Aufbau eines Golden Customer Profiles (s. Abb.). Es baut auf dem Golden Customer Record auf und enthält zusätzlich Transformationsregeln. Dadurch können beispielsweise neue analytische oder Marketing-Anwendungen mit Hilfe dieses Golden Customer Profiles sowohl die 360°-Sicht auf den Kunden bekommen als auch koordiniert auf Interaktions- und Transaktionsdaten in den verschiedenen Datensilos zugreifen. Wenn man die Transformationsregeln auch noch mit Datenqualitäts-Services anreichert, entstehen so auch qualitätsgesicherte Daten. Auf ein Zurückschreiben der Stammdaten in die Datensilos kann verzichtet werden.
Dieses Verfahren erlaubt ein agiles und schnelles Vorgehen und Implementieren, wie im digitalen Unternehmen gefordert. Dieser Ansatz kann als hybrid bezeichnet werden: Er kombiniert die Vorteile von Agilität und Geschwindigkeit durch Datenvirtualisierung mit den Vorteilen des Golden Customer Records als einheitlichem, vollständigem und aktuellem Referenzpunkt an zentraler Stelle („single point of truth“): Qualitätsgesicherte Stammdaten werden zentral angeboten und können bei Bedarf auch in die Quellsysteme zurückgeschrieben werden.

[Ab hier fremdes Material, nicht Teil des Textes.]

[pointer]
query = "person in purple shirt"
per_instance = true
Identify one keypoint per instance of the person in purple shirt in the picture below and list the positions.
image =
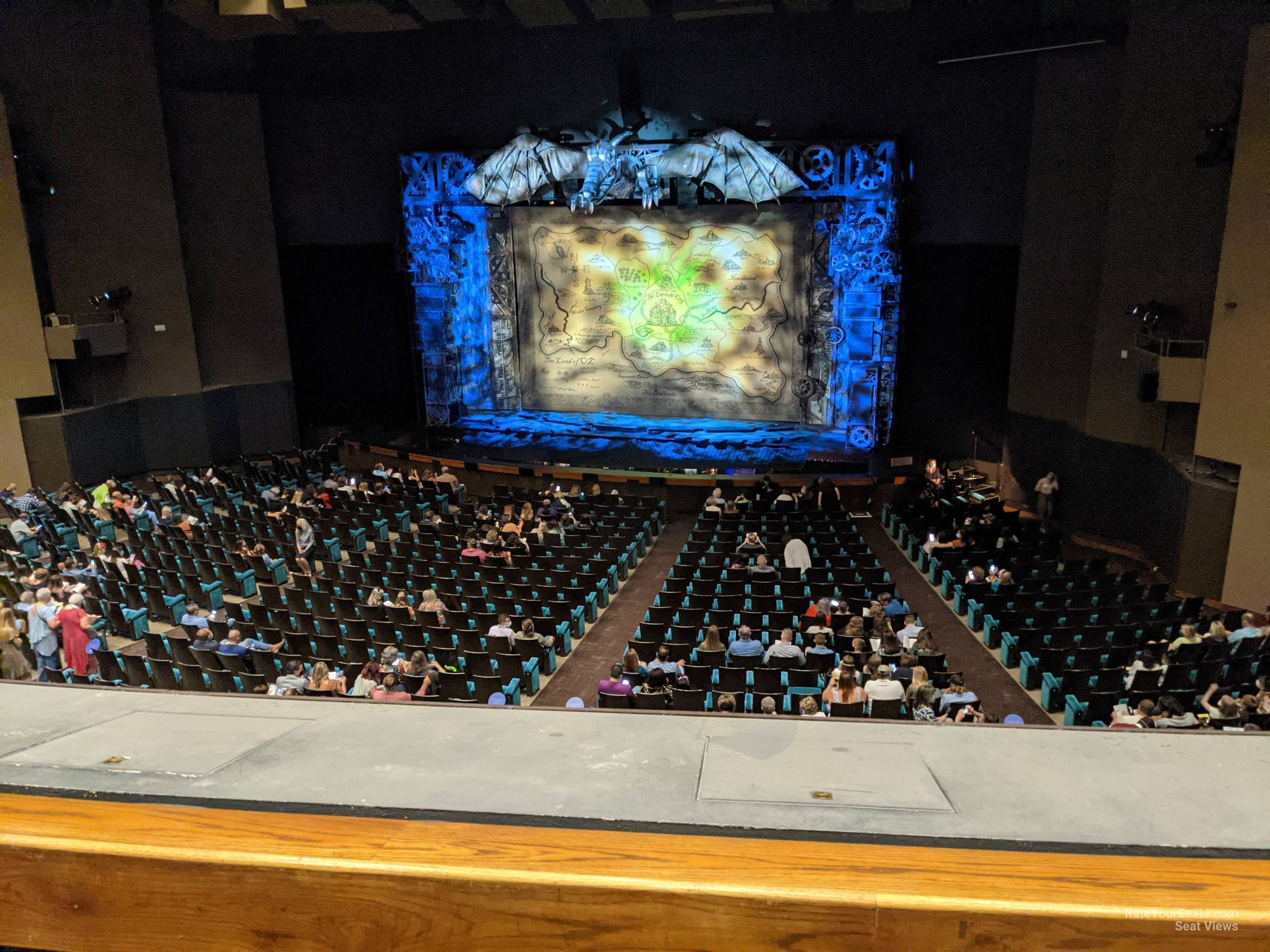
(615, 686)
(746, 644)
(237, 645)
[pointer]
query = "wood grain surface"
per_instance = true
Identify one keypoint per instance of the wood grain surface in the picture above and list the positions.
(125, 876)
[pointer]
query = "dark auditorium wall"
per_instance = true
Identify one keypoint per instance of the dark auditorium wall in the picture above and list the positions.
(226, 229)
(350, 316)
(954, 348)
(81, 90)
(166, 191)
(1118, 213)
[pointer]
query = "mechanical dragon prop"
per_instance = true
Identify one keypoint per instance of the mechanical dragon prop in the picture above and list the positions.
(738, 167)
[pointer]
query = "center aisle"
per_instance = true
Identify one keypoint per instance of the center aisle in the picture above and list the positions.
(592, 658)
(1000, 693)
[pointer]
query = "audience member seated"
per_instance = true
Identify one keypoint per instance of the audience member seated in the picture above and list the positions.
(745, 645)
(1170, 714)
(1141, 718)
(615, 686)
(966, 715)
(1249, 631)
(890, 643)
(367, 680)
(919, 678)
(797, 554)
(958, 693)
(842, 687)
(921, 703)
(674, 671)
(322, 678)
(205, 642)
(892, 607)
(785, 648)
(763, 568)
(294, 680)
(1188, 636)
(1227, 712)
(657, 683)
(810, 709)
(910, 633)
(502, 629)
(1146, 662)
(422, 667)
(925, 644)
(391, 690)
(820, 645)
(883, 689)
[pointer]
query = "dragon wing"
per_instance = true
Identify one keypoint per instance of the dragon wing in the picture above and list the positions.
(521, 168)
(736, 166)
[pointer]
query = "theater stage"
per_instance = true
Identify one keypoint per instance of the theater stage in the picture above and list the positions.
(990, 786)
(629, 442)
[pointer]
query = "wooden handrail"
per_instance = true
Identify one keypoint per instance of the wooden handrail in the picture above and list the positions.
(98, 875)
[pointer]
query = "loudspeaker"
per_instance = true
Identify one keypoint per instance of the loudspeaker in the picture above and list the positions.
(1148, 388)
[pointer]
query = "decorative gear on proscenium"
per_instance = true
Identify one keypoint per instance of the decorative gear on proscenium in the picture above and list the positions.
(861, 437)
(808, 388)
(817, 164)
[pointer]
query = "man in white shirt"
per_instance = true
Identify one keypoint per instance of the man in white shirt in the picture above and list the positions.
(910, 633)
(883, 689)
(797, 555)
(21, 530)
(1046, 488)
(503, 630)
(785, 648)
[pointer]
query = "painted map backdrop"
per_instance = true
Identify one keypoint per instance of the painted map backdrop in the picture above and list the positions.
(661, 313)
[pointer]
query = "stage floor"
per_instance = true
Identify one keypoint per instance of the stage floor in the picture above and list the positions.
(629, 442)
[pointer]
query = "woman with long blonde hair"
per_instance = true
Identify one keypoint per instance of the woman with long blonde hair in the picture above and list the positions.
(322, 680)
(920, 678)
(842, 687)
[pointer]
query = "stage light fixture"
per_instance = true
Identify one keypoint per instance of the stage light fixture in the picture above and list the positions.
(1221, 144)
(112, 300)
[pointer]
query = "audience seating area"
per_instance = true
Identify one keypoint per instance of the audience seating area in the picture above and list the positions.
(712, 584)
(389, 538)
(1070, 627)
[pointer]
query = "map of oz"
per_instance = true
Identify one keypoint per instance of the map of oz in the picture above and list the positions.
(659, 321)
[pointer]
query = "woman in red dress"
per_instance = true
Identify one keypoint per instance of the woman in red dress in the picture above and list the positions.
(75, 635)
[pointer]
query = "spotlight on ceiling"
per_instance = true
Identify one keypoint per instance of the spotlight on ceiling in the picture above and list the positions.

Die Fachabteilungen, die die Datensilos weiterbetreiben, haben jetzt die Wahl, ob sie die qualitätsgesicherten Daten in ihren Altanwendungen einsetzen wollen oder nicht. Dementsprechend sind die Erfolgsaussichten von solchen Stammdatenmanagement-Projekten deutlich höher. Zusätzlich bietet das Golden Customer Profile eine transaktionale Komponente, die neuen Anwendungen über die Transformationsregeln erlaubt, direkt und optional sogar mit Qualitätssicherung auf die Interaktions- und Transaktionsdaten in den Quellsystemen zuzugreifen. Eine solche Datenvirtualisierung bietet eine Reihe weiterer Vorteile, wie wir gleich sehen werden.
Technologien zum Aufbau eines Golden Customer Profiles kommen aus dem Umfeld von Stammdatenmanagement und Datenvirtualisierung. Man findet solche Technologien bei den Marktführern wie Informatica, als OpenSource bei Talend, bei Unternehmen, die neu in den DACH-Markt wollen wie Denodo, und es gibt auch schon fertige Lösungen wie bei Uniserv.